Dozens of Jews rescued from missionary cults during the coronavirus pandemic celebrated their first Pesach seder this year. “After years of spiritual enslavement, I finally feel free,” one rescuee said.
These Jews, rescued from the clutches of groups like the “Messianic Jews” and “J’s Witnesses,” are in the process of being brought back into the Jewish fold. In advance of the seder, they attended a special seminar to prepare them for the experience.
Over the past year, despite the partial closure of churches due to corona restrictions, the missionaries invested huge sums to lure misguided Jews. They took advantage of the uncertainty and confusion, and the fact that the country was preoccupied with the pandemic, to hunt innocent Jewish souls and bring them into their world.
At the same time, Yad L’Achim fought back with all the legitimate weapons at its disposal, including large forces of professionals and volunteers. It committed special resources to its online operations, aimed at preventing Jews surfing the net from falling prey to innocent-sounding sites and offers.
Drawing from its vast experience, the organization executed a range of activities aimed at curtailing missionary activity, employing preventive actions and extending spiritual and physical assistance to those who got caught in the missionary trap.
In advance of Pesach, the organization ran special seminars that included a tour of the Matzos Beit El factory that helped make the holiday more tangible. Each person baked half a kilo of matzos, enough to last him throughout the holiday, and heard about the sacred origins of matza, the bread of faith, and its role throughout Jewish history.
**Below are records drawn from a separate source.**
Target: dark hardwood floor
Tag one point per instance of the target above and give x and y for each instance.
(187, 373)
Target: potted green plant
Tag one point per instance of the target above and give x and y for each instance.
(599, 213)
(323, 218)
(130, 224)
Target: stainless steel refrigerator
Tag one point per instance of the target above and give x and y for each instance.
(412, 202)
At the conclusion of the seminar, participants were given Haggados, specially prepared booklets containing halachos, wine, and all basic foods to help them conduct the seder properly. For some, who had been deeply immersed in Christianity, the seder night was a first, as was the taste of the matzos.
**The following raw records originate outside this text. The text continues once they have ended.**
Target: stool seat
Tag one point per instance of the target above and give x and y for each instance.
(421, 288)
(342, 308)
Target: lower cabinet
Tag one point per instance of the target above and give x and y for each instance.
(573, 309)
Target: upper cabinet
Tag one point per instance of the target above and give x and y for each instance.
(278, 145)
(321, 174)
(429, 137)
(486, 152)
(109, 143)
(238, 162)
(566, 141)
The responses that flooded came in during and after Pesach were extraordinary. They spoke of how Pesach was a turning point in their lives, celebrated in a meaningful way for the first time.
The moving response of Dan, one of the survivors, expressed the feeling of many: “The Holiday of Freedom symbolized the exodus of the Jewish people from slavery under another people to freedom. This year, the holiday took on special meaning; it included personal freedom, freedom of the soul that merited to leave its prison. Over the years I lost my identity and strayed off into strange places. There is no way I can adequately describe the emotions I felt this year, to finally celebrate Pesach as a Jew, as one whose soul is again strong and free.”